Question

Why tSNE and UMAP give ill-defined and unclear clusters result?

0

Entering edit mode

5.9 years ago

wayj86 ▴ 40

Hi,

I am using Seurat 3.1 to integrate my 11 samples (2 Knock-out, 3 wild type 3 Knock-in and 3 Overexpression) via standard workflow. The results of UMAP seemed ill-defined and unclear:

enter image description here

In another attempt, I also tried tSNE, but the result also look weird:

enter image description here

I tried to set different dims and the result didn't improve. So could you please tell me how improve the result of tSNE and UMAP when using Seurat 3.1? Thanks a million in advance.

Stanley

RNA-Seq • 5.5k views

ADD COMMENT • link 5.9 years ago by wayj86 ▴ 40

0

Entering edit mode

Not enough information to really answer. How are you integrating? Using Seurat's method or one of the wrappers? How many cell types would you expect based on your sample? Are you doing any differentiation? If so, the oddities in the UMAP structure would make more sense.

ADD REPLY • link 5.9 years ago by jared.andrews07 ★ 19k

0

Entering edit mode

Thanks a lot for your answer. I expect 6-7 major cell types.

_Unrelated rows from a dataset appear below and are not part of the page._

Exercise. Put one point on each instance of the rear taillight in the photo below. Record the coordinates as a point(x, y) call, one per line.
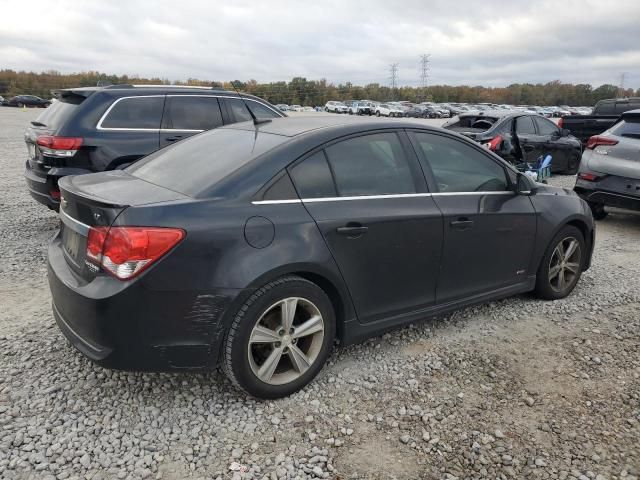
point(125, 252)
point(590, 177)
point(598, 140)
point(58, 146)
point(494, 143)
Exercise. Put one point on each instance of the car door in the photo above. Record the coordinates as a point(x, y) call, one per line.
point(530, 144)
point(186, 115)
point(489, 230)
point(555, 144)
point(368, 197)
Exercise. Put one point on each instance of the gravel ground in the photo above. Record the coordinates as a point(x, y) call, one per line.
point(518, 388)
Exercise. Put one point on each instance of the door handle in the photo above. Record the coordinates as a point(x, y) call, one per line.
point(461, 224)
point(352, 230)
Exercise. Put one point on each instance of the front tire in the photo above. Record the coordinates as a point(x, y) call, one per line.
point(280, 338)
point(561, 265)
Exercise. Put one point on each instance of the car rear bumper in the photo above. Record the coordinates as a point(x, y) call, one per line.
point(40, 188)
point(612, 192)
point(133, 326)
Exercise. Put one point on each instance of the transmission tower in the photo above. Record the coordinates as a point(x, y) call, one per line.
point(424, 74)
point(621, 87)
point(393, 68)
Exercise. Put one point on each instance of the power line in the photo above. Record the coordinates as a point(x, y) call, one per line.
point(393, 68)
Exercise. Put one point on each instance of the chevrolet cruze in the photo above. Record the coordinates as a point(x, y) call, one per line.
point(256, 246)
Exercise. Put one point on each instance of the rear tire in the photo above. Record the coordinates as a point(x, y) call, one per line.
point(561, 266)
point(257, 339)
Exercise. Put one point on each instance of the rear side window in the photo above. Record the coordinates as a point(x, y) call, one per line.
point(458, 167)
point(57, 114)
point(312, 177)
point(238, 110)
point(524, 125)
point(193, 166)
point(191, 113)
point(607, 108)
point(370, 165)
point(545, 127)
point(135, 112)
point(629, 127)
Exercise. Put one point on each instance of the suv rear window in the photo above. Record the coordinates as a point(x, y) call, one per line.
point(57, 114)
point(192, 167)
point(135, 112)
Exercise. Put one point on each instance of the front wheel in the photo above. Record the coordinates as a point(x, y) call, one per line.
point(561, 265)
point(280, 338)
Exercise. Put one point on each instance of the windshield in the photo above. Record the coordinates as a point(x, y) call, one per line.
point(195, 164)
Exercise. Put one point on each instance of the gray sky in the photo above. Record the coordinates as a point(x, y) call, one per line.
point(488, 42)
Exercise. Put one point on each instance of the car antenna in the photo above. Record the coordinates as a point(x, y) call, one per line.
point(256, 122)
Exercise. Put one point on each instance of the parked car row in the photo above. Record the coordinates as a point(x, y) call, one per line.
point(144, 269)
point(25, 101)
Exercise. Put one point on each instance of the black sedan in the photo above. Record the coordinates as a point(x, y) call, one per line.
point(521, 138)
point(256, 246)
point(27, 101)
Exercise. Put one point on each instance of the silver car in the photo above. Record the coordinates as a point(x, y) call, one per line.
point(609, 174)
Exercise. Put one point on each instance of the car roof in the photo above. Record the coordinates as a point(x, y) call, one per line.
point(289, 127)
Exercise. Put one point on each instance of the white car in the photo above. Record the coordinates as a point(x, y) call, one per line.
point(336, 107)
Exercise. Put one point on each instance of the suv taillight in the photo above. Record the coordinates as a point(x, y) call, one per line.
point(59, 146)
point(598, 140)
point(125, 252)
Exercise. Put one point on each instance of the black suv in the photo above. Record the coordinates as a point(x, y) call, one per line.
point(92, 129)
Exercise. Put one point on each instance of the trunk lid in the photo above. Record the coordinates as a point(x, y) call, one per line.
point(96, 200)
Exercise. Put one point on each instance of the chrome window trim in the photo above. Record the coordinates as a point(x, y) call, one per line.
point(374, 197)
point(74, 224)
point(124, 129)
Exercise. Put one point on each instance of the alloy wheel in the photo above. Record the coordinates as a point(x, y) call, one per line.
point(286, 341)
point(564, 265)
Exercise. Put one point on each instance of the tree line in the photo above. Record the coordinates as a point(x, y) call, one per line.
point(305, 92)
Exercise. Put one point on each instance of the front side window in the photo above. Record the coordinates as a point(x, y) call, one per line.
point(238, 110)
point(135, 112)
point(524, 125)
point(192, 113)
point(370, 165)
point(545, 127)
point(458, 167)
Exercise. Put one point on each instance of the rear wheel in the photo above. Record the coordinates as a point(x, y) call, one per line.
point(561, 265)
point(280, 338)
point(573, 164)
point(598, 211)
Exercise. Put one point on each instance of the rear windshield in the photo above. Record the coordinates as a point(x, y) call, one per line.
point(473, 122)
point(197, 163)
point(56, 115)
point(629, 127)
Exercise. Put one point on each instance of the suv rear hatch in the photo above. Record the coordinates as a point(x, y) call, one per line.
point(93, 201)
point(50, 152)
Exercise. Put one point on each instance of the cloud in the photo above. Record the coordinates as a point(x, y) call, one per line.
point(490, 43)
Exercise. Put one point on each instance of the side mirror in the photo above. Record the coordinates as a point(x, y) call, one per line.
point(524, 185)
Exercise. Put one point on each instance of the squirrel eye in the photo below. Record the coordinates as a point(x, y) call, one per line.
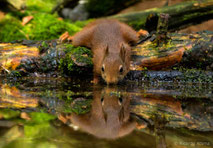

The script I used to integrate my data was listed below:

 options(stringsAsFactors = FALSE)
    library(Seurat)
    library(dplyr)
    library(ggplot2)
    library(cowplot)
    #For KIHO66
    KIHO66.data <- Read10X(data.dir = "./")
    KIHO66 <- CreateSeuratObject(counts = KIHO66.data, min.cells = 3, min.features = 200, project = "KIHO66_geneX") #23117 features across 7691 samples within 1 assay
    KIHO66 <- RenameCells(KIHO66, add.cell.id = "KIHO66")
    KIHO66[["percent.mt"]] <- PercentageFeatureSet(KIHO66, pattern = "^mt-")
    pdf("KIHO66_1.pdf")
    VlnPlot(KIHO66, features = c("nFeature_RNA", "nCount_RNA", "percent.mt"), ncol = 3)
    dev.off()
    pdf("KIHO66_2.pdf")
    plot1 <- FeatureScatter(KIHO66, feature1 = "nCount_RNA", feature2 = "percent.mt")
    plot2 <- FeatureScatter(KIHO66, feature1 = "nCount_RNA", feature2 = "nFeature_RNA")
    CombinePlots(plots = list(plot1, plot2))
    dev.off()
    KIHO66 <- subset(KIHO66, subset = nFeature_RNA > 200 & nFeature_RNA < 9000 & percent.mt < 5) #23117 features across 6087 samples within 1 assay 
    KIHO66 <- NormalizeData(KIHO66, normalization.method = "LogNormalize", scale.factor = 10000)
    KIHO66 <- FindVariableFeatures(KIHO66, selection.method = "vst", nfeatures = 2000)
    KIHO66@meta.data$sample <- "KIHO66"
    KIHO66@meta.data$treatment <- "KI"

..And another 10 samples...
#Integration
reference.list <- list(KIHO66, KIHO82, KIHO96, KOHO37, KOHO41, WT23, WT26, WT84)
geneX.anchors <- FindIntegrationAnchors(object.list = reference.list, dims = 1:30)
geneX.integrated <- IntegrateData(anchorset = geneX.anchors, dims = 1:30)
DefaultAssay(geneX.integrated) <- "integrated"
geneX.integrated <- ScaleData(geneX.integrated, verbose = FALSE)
geneX.integrated <- RunPCA(geneX.integrated, npcs = 30)
geneX.integrated <- RunTSNE(object = geneX.integrated, dims.use = 1:30, do.fast = TRUE)
geneX.integrated <- FindNeighbors(geneX.integrated, reduction = "pca", dims = 1:30)
geneX.integrated <- FindClusters(geneX.integrated, resolution = 0.4)
p1 <- DimPlot(geneX.integrated, reduction = "tsne", group.by = "treatment")
p2 <- DimPlot(geneX.integrated, reduction = "tsne", label = TRUE)
plot_grid(p1, p2)
DimPlot(geneX.integrated, reduction = "tsne", split.by = "treatment", label = TRUE)

ADD REPLY • link 5.9 years ago by wayj86 ▴ 40

score 3 · Answer 1 · 2019-12-19

3

Entering edit mode

5.9 years ago

Jean-Karim Heriche 27k

Without access to the data, we can't do much to help. With these algorithms, setting the correct parameters is important. For t-SNE, the main one is perplexity, for UMAP, the main parameters are the number of neighbours and to a lesser degree the minimum distance. I suggest you become familiar with the algorithms and their parameters. This page on how to use t-SNE effectively can maybe help you. For UMAP, try this page on understanding UMAP which also compares it with t-SNE. Also read the UMAP documentation.